The director and producer Don Hewitt was one of the early titans of American television; he created a news-magazine format which was phenomenally successful and extraordinarily durable. The programme he created, 60 Minutes, runs to this day and provided a template for much US television. Hewitt remained in personal charge of it for decades; his prestige was such that he was in his 80s before he was finally delicately shunted aside from the post of executive producer. The irony of it was that he had originally came up with the idea after being shunted sideways by a boss, Fred Friendly, who considered him too lightweight.
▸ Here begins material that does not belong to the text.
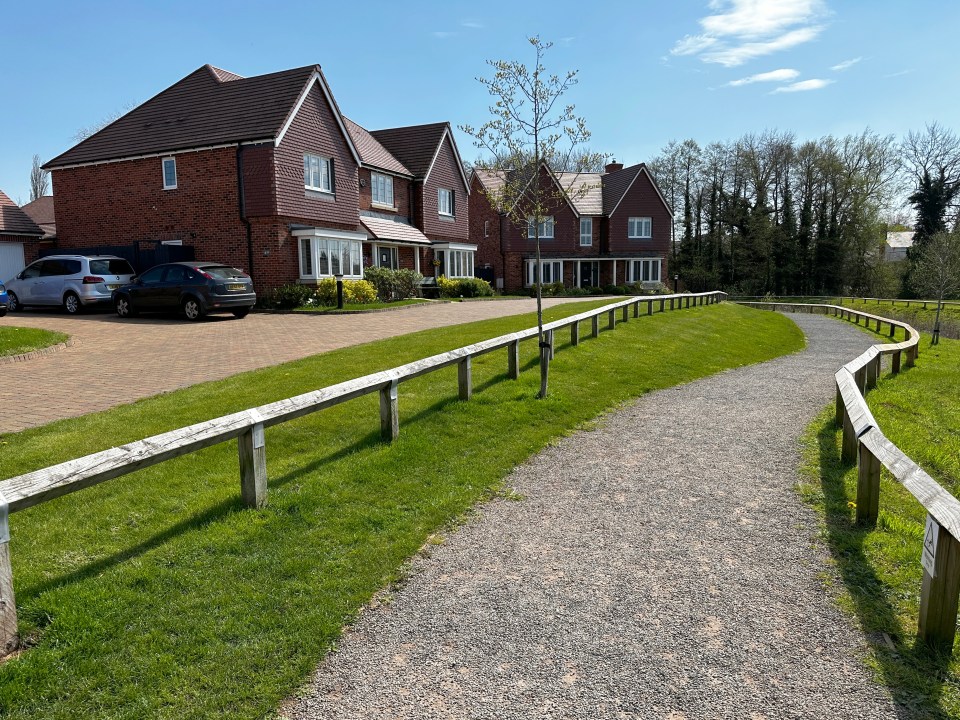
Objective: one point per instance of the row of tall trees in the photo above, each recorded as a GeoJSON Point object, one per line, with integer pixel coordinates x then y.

According to Hewitt: "Fred thought I was too glitzy, that I wasn't serious enough."

Hewitt has also gone down in TV history as the man whose offer of make-up to Richard Nixon, in advance of his presidential debate with John F. Kennedy, was famously turned down. The fact that the highly telegenic Kennedy looked so much better than the morose Nixon established the new political reality that what a politician looked like could be at least as important as what he said.

Donald Shepard Hewitt was born into a middle-class Jewish family in New York City in 1922. At school he contributed to his local paper and dropped out of university after a year to take the then standard route into journalism, becoming a copy boy at the New York Herald Tribune. When the US entered the war he joined the Merchant Marine and worked as a correspondent at the London headquarters of Allied Supreme Commander Dwight D. Eisenhower for the military newspaper Stars and Stripes.
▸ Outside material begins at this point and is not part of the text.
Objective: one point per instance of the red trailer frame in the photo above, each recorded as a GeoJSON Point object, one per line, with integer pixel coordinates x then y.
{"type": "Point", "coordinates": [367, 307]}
He returned to journalism after the war, working for a number of concerns before a friend told him in 1948 that CBS had an opening in television. Radio was the senior and much more influential medium at the time, with television regarded as something of a fad which might or might not last. According to Hewitt, he knew so little about television that he responded to his friend: "Whatavision?" But he went on to join CBS and became a television pioneer, working with legends such as Edward R. Murrow and Walter Cronkite.

At CBS he worked as a director and producer, playing an important role in the network's coverage of such major news events as the first political conventions to be televised and the assassination of Martin Luther King. He was on hand when media history was made in 1960, as he directed the Nixon-Kennedy presidential debate. Hewitt said that Kennedy declined when he asked him if he wanted make-up. He added: "He was tan and looked great. And when Nixon heard him say no, he said no too."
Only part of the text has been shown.